Following the sale of the National Theatre in 1969, the Launceston City Council purchased the nearby Princess Theatre for $71,000. It re-opened on 17 November 1970 as a live theatre venue with the Royal Australian Ballet. In attendance included Tasmanian Governor General Sir Paul Hasluck and British ballet dancer Dame Peggy van Praagh. The theatre has since hosted performances by AC/DC, Roy Orbison, Slim Dusty, Kiri Te Kanawa, Harry Secombe, Little River Band, Bo Diddly and Leo Sayer.

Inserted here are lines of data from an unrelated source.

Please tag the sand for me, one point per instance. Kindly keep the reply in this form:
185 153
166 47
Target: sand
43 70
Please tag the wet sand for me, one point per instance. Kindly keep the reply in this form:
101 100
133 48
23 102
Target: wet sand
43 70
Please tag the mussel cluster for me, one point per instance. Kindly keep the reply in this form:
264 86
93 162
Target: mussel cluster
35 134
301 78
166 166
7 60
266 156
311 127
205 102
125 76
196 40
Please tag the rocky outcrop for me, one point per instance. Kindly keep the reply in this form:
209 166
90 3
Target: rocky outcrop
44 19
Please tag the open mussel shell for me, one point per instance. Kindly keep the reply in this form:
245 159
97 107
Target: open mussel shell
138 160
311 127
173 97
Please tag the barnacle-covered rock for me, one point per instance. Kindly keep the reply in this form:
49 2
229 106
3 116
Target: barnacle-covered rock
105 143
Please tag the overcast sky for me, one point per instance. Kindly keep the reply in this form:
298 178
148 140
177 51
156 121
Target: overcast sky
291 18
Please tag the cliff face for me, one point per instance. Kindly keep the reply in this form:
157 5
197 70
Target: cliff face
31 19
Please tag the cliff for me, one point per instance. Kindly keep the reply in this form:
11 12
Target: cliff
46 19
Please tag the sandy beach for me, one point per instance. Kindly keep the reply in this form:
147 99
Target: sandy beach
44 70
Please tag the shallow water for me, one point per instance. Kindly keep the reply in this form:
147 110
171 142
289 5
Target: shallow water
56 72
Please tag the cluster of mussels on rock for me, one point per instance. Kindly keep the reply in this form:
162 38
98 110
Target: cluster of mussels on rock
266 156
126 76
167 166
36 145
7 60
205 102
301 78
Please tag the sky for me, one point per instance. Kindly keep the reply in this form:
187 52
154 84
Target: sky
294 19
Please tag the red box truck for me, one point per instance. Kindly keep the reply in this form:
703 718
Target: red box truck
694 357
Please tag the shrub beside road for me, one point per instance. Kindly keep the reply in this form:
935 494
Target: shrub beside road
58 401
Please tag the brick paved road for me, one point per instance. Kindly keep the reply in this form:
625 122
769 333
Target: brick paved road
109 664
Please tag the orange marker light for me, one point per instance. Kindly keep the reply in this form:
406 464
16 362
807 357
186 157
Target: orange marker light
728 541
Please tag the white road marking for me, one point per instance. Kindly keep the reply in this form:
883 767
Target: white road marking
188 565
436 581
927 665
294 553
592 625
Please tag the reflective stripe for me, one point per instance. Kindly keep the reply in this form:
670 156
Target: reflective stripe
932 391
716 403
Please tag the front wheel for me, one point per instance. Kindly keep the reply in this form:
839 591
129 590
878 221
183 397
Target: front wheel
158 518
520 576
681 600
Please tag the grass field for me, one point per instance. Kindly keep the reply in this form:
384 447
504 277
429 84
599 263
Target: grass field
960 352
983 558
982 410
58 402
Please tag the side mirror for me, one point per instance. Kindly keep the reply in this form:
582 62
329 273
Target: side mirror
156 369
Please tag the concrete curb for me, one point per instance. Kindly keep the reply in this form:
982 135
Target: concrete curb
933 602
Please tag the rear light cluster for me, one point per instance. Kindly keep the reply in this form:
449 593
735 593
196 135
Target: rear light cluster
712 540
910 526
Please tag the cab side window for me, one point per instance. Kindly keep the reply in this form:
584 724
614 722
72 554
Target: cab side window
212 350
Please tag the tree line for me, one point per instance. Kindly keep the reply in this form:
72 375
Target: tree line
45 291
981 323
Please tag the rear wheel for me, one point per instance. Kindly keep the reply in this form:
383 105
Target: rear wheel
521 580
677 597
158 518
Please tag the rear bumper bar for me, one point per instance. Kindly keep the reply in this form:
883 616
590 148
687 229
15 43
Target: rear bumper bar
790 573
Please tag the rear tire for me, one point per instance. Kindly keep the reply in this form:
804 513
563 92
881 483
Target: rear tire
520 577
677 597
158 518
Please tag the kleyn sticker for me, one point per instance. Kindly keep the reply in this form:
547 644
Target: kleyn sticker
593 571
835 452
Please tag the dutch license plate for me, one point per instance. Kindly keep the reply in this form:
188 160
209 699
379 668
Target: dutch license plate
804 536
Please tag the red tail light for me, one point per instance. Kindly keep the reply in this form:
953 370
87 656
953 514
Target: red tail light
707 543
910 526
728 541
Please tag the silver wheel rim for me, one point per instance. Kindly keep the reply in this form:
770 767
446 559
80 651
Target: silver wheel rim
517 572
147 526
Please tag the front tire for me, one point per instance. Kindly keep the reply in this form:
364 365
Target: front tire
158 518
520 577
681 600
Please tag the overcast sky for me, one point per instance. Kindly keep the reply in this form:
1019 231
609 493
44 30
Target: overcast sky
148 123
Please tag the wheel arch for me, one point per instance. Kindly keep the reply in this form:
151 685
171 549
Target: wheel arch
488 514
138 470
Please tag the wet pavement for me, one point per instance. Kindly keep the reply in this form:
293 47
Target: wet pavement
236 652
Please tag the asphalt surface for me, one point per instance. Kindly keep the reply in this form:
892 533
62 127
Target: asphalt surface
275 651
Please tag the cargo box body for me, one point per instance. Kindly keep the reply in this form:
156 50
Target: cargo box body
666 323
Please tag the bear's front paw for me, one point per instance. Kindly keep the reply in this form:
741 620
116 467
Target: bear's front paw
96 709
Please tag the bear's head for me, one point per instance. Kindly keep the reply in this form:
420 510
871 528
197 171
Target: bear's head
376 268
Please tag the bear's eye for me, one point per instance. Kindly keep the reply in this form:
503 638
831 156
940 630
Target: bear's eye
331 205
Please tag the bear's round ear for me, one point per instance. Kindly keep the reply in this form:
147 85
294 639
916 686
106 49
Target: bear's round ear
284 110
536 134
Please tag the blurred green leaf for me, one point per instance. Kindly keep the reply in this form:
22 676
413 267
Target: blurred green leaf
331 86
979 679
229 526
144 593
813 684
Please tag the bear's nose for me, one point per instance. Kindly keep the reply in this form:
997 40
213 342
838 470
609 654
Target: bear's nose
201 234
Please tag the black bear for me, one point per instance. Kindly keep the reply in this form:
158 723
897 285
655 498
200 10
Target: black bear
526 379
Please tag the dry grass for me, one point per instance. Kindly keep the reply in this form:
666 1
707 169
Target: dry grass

The Launceston City Council formed the current operator, Theatre North, in 1998.

==Earl Arts Centre==
Located on Earl Street, the Earl Arts Centre opened in 1993 directly behind the Princess Theatre. A black box theatre accommodating 184 patrons, the theatre was designed for a variety of purposes, ranging from theatre and dance in an intimate setting, to film screenings and conference sessions.

==Restoration plans==
The Tasmanian Liberal Party announced a plan to invest $2.5 million to restore the Princess Theatre if the Federal Government was reelected in the 2022 elections. In January 2025 the Federal Government committed $12.7m towards the $30m redevelopment project for the theatre. The Princess Theatre and Earl Arts Centre closed late 2025 with construction beginning early 2026. These theatres are planned to reopen early 2028. These restorations are planned to refresh the space, add accessibility, improve backstage facilities, enhance performance and production facilities, renew the Earl Arts Centre, upgrade the safety and compliance of these theatres and secure the future of a cultural landmark.